Maria Moser wurde am 13. November 1906 in Braunau geboren. Ihre Eltern Michael und Maria Viertlbauer waren Lebensmittelhändler in Braunau. 1927 heiratete sie den Postbeamten Alois Moser in Salzburg, wo sie ihn auch kennengelernt hat. Nach einigen Jahren übersiedelte das Ehepaar nach Braunau. Maria Moser blieb kinderlos.

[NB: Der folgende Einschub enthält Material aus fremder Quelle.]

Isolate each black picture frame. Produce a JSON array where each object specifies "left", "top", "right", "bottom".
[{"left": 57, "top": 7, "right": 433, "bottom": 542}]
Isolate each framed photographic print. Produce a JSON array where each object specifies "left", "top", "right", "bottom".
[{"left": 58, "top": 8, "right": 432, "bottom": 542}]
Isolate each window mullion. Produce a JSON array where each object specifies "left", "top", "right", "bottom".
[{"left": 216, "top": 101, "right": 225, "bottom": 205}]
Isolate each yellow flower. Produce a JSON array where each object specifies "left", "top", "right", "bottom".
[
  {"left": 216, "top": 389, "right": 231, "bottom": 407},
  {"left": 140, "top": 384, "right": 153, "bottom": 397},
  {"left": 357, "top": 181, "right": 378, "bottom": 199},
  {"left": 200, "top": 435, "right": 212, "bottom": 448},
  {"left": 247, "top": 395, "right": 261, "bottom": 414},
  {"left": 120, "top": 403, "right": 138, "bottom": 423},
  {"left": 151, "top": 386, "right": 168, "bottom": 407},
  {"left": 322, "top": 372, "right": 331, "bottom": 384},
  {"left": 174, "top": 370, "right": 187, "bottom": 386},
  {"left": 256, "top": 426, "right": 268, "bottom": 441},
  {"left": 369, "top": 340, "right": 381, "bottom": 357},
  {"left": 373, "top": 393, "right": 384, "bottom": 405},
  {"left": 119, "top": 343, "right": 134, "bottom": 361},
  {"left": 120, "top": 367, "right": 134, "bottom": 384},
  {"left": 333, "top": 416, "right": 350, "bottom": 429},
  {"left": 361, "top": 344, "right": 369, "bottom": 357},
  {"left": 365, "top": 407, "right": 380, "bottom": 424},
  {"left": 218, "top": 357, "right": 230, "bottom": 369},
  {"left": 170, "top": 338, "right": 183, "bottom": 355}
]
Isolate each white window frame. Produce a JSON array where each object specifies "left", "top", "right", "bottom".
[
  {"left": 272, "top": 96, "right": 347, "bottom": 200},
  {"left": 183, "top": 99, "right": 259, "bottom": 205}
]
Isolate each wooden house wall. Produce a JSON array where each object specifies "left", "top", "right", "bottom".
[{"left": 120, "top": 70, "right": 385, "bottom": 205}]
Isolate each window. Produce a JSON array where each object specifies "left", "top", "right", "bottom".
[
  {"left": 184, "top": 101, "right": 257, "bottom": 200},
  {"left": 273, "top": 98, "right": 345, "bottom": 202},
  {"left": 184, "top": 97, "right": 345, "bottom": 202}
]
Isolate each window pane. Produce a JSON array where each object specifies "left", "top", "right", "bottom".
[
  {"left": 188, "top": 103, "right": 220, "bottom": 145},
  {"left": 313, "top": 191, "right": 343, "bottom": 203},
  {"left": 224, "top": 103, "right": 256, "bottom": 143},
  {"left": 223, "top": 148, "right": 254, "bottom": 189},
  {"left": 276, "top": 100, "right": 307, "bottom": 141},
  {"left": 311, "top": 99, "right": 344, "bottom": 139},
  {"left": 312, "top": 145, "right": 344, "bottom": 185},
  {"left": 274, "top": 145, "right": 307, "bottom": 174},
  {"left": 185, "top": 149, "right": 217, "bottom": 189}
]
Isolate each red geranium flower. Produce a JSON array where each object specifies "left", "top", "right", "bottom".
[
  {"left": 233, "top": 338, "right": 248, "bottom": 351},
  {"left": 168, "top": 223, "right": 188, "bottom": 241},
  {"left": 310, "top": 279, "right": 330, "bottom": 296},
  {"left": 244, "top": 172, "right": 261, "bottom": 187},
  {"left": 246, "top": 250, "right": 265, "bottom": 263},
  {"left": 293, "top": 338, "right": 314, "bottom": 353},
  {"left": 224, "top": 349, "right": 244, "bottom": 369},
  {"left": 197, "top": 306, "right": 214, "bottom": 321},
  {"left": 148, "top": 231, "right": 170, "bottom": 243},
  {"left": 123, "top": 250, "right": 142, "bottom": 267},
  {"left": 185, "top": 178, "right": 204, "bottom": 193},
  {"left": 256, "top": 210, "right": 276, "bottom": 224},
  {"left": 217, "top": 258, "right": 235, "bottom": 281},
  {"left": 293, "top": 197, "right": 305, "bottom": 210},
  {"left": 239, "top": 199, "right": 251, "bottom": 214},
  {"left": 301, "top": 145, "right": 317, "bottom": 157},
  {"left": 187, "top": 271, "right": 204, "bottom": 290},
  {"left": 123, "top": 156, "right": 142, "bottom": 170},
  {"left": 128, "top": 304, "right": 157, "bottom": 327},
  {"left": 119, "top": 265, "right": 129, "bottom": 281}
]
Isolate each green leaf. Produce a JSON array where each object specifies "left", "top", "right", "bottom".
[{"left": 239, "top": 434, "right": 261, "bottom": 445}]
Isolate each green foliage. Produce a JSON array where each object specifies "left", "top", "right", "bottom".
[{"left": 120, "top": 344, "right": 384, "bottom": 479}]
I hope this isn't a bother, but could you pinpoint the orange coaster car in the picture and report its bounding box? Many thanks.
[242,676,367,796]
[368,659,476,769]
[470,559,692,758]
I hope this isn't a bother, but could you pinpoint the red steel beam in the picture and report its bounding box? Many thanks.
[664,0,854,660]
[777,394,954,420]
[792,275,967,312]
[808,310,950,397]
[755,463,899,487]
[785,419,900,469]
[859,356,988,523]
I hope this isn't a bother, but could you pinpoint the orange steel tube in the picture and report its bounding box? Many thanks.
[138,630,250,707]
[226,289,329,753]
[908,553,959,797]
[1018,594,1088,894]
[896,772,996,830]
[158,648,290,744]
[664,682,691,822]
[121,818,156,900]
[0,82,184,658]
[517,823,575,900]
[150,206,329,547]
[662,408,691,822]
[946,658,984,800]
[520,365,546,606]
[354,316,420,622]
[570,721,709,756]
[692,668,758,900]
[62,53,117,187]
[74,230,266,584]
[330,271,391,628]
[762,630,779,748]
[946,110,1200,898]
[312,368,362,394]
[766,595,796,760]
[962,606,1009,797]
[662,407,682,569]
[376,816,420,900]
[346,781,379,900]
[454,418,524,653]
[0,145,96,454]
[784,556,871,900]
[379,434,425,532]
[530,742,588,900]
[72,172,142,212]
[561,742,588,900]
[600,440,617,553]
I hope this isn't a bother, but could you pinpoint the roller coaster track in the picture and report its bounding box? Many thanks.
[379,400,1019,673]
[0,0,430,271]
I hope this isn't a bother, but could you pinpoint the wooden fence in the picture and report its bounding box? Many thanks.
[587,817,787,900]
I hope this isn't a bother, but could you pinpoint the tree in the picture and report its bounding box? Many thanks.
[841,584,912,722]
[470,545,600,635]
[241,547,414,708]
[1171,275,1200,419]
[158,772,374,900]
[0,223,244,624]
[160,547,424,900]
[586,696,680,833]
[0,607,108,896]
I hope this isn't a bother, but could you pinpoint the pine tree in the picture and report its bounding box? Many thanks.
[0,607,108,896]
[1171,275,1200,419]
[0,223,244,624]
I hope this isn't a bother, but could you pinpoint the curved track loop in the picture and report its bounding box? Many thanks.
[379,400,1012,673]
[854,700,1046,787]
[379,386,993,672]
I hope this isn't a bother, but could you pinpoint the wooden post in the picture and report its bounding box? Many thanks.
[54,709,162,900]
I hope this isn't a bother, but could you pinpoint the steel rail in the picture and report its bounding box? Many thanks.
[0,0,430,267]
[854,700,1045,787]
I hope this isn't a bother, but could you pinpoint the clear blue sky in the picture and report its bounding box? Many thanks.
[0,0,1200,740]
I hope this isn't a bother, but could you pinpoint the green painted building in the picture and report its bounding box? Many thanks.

Ihr Mann kam 1927 – im Jahr ihrer Eheschließung – als eifriger und strenggläubiger Katholik durch Bibelforscher erstmalig in den Besitz einer Luther-Bibel, die seinen religiösen Wissensdurst stillte. Die gutbürgerlich aufgewachsene Maria hatte mehr das Häusliche im Sinn als sich mit den immer stärker werdenden Ambitionen ihres Mannes, regelmäßig Zusammenkünfte der Bibelforscher zu besuchen, anzufreunden. Einerseits durch ihre Neugierde am Inhalt der Vorträge andererseits durch ihre wachsende Sorge bezüglich der immer unruhevoller werdenden Weltverhältnisse motiviert, begann sie ihren Mann zu den Zusammenkünften der Bibelforscher in Salzburg zu begleiten. Kurz darauf begann sie bereits von Haus zu Haus religiöse Broschüren zu verbreiten und mit anderen über ihre neu gewonnenen Erkenntnisse zu sprechen. Dabei legte sie mit ihrem Mann oder auch allein oft hunderte Kilometer mit dem Rad zurück. Manchmal musste sie miterleben, dass ihnen Steine nachgeworfen wurden. Ein Jahr nach ihrem Mann trat sie 1934 aus der römisch katholischen Kirche aus.

Ein 6-jähriges Martyrium

Am 4. April 1939 begann für sie und auch für ihren Mann ein 6jähriges Martyrium. Ein Gestapomann namens Huemer, gab sich als Bibelforscher aus und erschlich sich das Vertrauen verschiedener Zeugen Jehovas. Er kam auch in das Geschäft von Marias Eltern. Schließlich fand er heraus, dass an diesem Abend alle Zeugen Jehovas die sogenannte Abendmahlsfeier zum Gedenken an den Tod Christi feiern. Es kam zu einer Großrazzia in ganz Oberösterreich. Im Schloss Ranshofen begann die kleine Gruppe der Braunauer Zeugen Jehovas gerade mit der Feier, als sieben Gestapomänner die Versammlung stürmten und alle neun Anwesenden verhafteten, darunter befanden sich auch Maria und ihr Mann Alois Moser. Sie wurden auf den Gendarmerieposten zum Verhör gebracht. Auch Maria Moser war nicht bereit, ihrem Glauben abzuschwören. Deswegen wurde sie gemeinsam mit den anderen 8 Glaubensgeschwistern noch in derselben Nacht im offenen LKW, „Überfallsauto“ genannt, ins Polizeigefängnis Linz gebracht. Auf dem Weg dorthin füllte sich das Auto noch mit weiteren verhafteten Zeugen Jehovas.
Bis zum Abtransport von ihrem Mann Alois ins KZ Dachau (20. April 1939) konnte Maria ihn vom fünften Stock des Gefängnisses aus täglich beim Spaziergang wenigstens von der Ferne erblicken. Über die Küche funktionierte sogar ein reger Briefverkehr. Die stärkenden Gedanken ihres Mannes teilte sie mit ihren Mitgefangenen. Ein einziges Mal gewährte eine Wärterin, dass sich Maria mit ihrem Mann treffen konnte. Ansonsten gab es mehrere Verhöre und immer wieder Versuche, sie zum Abschwören ihres Glaubens zu bringen.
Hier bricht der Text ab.